Sometimes people have added parts to the system or revised bits that end up for the worse. Examples include Prohibition, Jim Crow laws, Defense of Marriage Act, software patents, etc.
One thing that would help society out a lot would be societal unit tests. Set baselines as to what works and doesn't, and if some new changes breaks the tests you go back and refactor again.
I'm tempted to extend the analogy by pointing out that we already have a unit testing framework: a constitution and judicial review. Test only work if you have an idea of how the system is supposed to run and assertions that respect that idea.
Another analogy that I like to use is one that relates governments to operating systems:
Federalism is a microkernel operating system. The states are user land processes where we can experiment with the code without taking down the entire system. When we discover something that is a universally good principle, we implement it at the kernel/federal level. After all, another name for the states is "Laboratories of Democracy".

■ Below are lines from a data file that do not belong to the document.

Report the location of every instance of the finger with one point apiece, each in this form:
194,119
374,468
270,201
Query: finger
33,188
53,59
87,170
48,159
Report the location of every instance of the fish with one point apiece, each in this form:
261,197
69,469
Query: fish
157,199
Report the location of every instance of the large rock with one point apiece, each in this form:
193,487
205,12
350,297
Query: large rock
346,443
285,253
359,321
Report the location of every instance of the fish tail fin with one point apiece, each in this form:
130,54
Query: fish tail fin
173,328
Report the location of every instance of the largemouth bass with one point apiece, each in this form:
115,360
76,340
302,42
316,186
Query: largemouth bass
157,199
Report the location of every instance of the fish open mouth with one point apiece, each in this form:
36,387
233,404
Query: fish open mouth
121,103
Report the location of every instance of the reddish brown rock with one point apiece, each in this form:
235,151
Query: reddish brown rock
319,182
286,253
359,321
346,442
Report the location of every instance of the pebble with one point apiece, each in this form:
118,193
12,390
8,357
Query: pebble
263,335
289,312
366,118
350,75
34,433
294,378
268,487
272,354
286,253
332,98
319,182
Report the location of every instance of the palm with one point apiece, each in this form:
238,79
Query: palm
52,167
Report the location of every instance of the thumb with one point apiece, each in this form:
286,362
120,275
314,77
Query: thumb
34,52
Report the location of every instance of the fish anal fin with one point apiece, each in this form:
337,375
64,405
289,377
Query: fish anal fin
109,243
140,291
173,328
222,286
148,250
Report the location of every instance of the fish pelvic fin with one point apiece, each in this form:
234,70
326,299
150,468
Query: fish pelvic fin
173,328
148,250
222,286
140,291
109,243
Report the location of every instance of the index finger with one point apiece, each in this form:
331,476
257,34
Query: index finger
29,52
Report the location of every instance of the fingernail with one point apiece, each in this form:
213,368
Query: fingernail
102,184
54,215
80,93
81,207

Specifically, a federal democratic republic. There's no contradiction between "republic" and "democracy". "Republic" refers to sovereignty (the people hold sovereignty rather than a monarch), while "democracy" refers to power (the people hold power rather than a dictator).
Some democracies are not republics--the UK is a constitutional monarchy. Some republics are not democracies--the Roman Republic was an oligarchy and to some extent the early United States was, too.
The problem is, it wouldn't work. The economy, as small as any small country, isn't a piece of programming. You don't audit and refactor, or rewrite parts and plug it all in. It's made of generations of flesh and bones, all of which have worked their guts out to get whatever it is you're trying to take from them.
In a tyranny, maybe. In democracy, you have no chance of getting anywhere which such an overhaul.